Any case law is requested from experts by which a Magistrate is bound to accept compounding application for compounding a compoundable offence like 406 of IPC.
A writ under 482 is being prepared to challenge this stupid order.
Ajay Bansal
(Expert) 06 August 2011
I think that High Court can ask explation of said M.M. without any case law.
Raj Kumar Makkad
(Expert) 06 August 2011
The judgment passed can never be regarded as stupid. You may say it illegal or nullity or beyond merits but never designate it stupid otherwise you can become further loser in your proposed petition.
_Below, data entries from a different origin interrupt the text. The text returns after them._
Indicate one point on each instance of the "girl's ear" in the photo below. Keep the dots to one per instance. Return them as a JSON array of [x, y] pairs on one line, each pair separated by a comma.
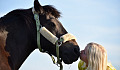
[[38, 8]]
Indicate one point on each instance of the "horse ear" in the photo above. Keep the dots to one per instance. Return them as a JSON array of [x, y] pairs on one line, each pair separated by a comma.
[[38, 8]]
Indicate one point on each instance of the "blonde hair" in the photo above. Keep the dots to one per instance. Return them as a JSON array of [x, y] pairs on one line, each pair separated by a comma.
[[97, 57]]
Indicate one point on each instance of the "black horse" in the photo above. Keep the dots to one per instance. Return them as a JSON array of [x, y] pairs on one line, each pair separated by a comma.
[[18, 36]]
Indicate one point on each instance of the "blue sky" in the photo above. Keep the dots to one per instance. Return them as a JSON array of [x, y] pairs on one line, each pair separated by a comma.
[[89, 20]]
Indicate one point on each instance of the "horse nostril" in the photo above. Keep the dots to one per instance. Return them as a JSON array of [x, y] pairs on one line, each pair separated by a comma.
[[76, 50]]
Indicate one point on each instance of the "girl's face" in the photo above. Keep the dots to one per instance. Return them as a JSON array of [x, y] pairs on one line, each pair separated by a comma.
[[83, 55]]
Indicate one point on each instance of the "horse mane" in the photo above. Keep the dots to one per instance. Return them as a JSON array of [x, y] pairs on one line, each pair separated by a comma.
[[49, 9]]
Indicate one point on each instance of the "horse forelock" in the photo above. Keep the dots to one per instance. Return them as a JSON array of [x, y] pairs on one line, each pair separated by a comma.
[[49, 9]]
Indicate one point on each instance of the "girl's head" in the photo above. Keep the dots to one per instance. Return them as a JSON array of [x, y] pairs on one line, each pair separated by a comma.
[[95, 56]]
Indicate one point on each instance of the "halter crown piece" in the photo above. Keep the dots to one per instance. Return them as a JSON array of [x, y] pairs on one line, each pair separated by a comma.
[[50, 37]]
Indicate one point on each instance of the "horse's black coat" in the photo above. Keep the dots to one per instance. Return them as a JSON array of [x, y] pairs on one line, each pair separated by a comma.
[[20, 37]]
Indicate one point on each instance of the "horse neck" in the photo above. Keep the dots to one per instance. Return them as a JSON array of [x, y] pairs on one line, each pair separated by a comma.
[[20, 43]]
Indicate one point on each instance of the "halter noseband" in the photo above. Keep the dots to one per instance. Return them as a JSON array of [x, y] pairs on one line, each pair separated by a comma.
[[50, 37]]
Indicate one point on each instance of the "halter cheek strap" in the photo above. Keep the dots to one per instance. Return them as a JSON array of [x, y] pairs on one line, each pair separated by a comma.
[[52, 38]]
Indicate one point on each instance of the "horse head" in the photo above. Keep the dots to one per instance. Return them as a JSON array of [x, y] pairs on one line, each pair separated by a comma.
[[48, 16]]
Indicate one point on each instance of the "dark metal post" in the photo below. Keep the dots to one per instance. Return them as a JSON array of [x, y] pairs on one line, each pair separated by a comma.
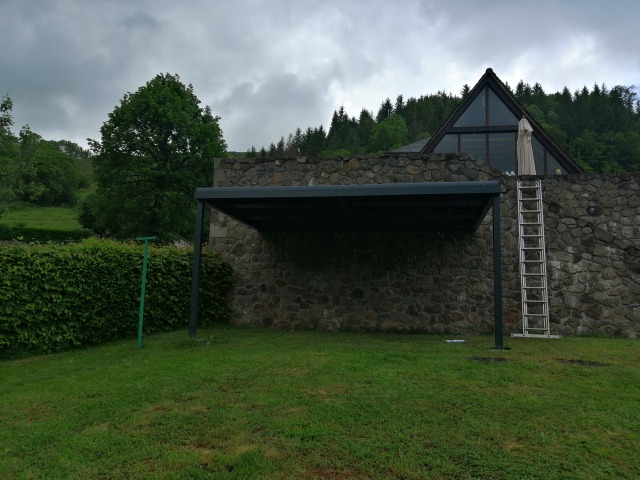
[[195, 278], [497, 273]]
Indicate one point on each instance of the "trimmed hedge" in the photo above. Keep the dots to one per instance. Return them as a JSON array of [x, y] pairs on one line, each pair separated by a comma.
[[54, 298], [43, 235]]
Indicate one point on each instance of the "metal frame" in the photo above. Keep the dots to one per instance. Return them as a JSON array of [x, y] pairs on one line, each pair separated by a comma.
[[292, 196]]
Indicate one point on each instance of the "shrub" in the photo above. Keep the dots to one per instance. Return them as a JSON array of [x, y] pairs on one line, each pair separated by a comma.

MM is within his powers to reject/dismiss any such application if no merit is found therein. You cannot dictate court.
AMAR RANU
(Querist) 06 August 2011
There are hundreds of judgments,particularly of subordinate judiciary,which can easily be classified as height of stupidity.
The SC and several judgments of HCs have already authenticated it,
Let us not go into this and it will open Pandora box.
Let us confine us to the subject matter of the aforesaid query only.
M/s. Y-not legal services
(Expert) 06 August 2011
yes.. if the court feel that there is no merit mean its can be dismissed.. you have to challenge in appeal..
and your last line "A writ under 482 is being prepared to challenge this stupid order." is something wrong.. any writ petition can not be lie under sec 482 of cr.p.c.. this section stands for criminal original petitions only.. not for writ petititon.
prabhakar singh
(Expert) 06 August 2011
A court vested with jurisdiction on a matter can decide it either allowing or denying the prayer which may be legally sound or bad,but we at bar can not name it "stupid"order.I agree with Expert Raj kumar makkad.
venkatesh Rao
(Expert) 06 August 2011
Raj Kumar makkad has rightly said it. If anybody is aggrived by the order of the lower court, one is at liberty to file appeal or revision. Just because the orders went against a person, the order can not be named stupid. making such remarks in public platform, in my humble opinion, amounts to contempt.
In the case on hand, the magistrate while hearing on an application u/s 320 cr.p.c., normally puts questions to the parties whether they have aggreed on compromise. If there appears any doubt in free consent of the parties, the magistrate can very well reject the compromise. You can go in revision against that order u/s 397 cr.p.c.either to the court of sessions or the high court.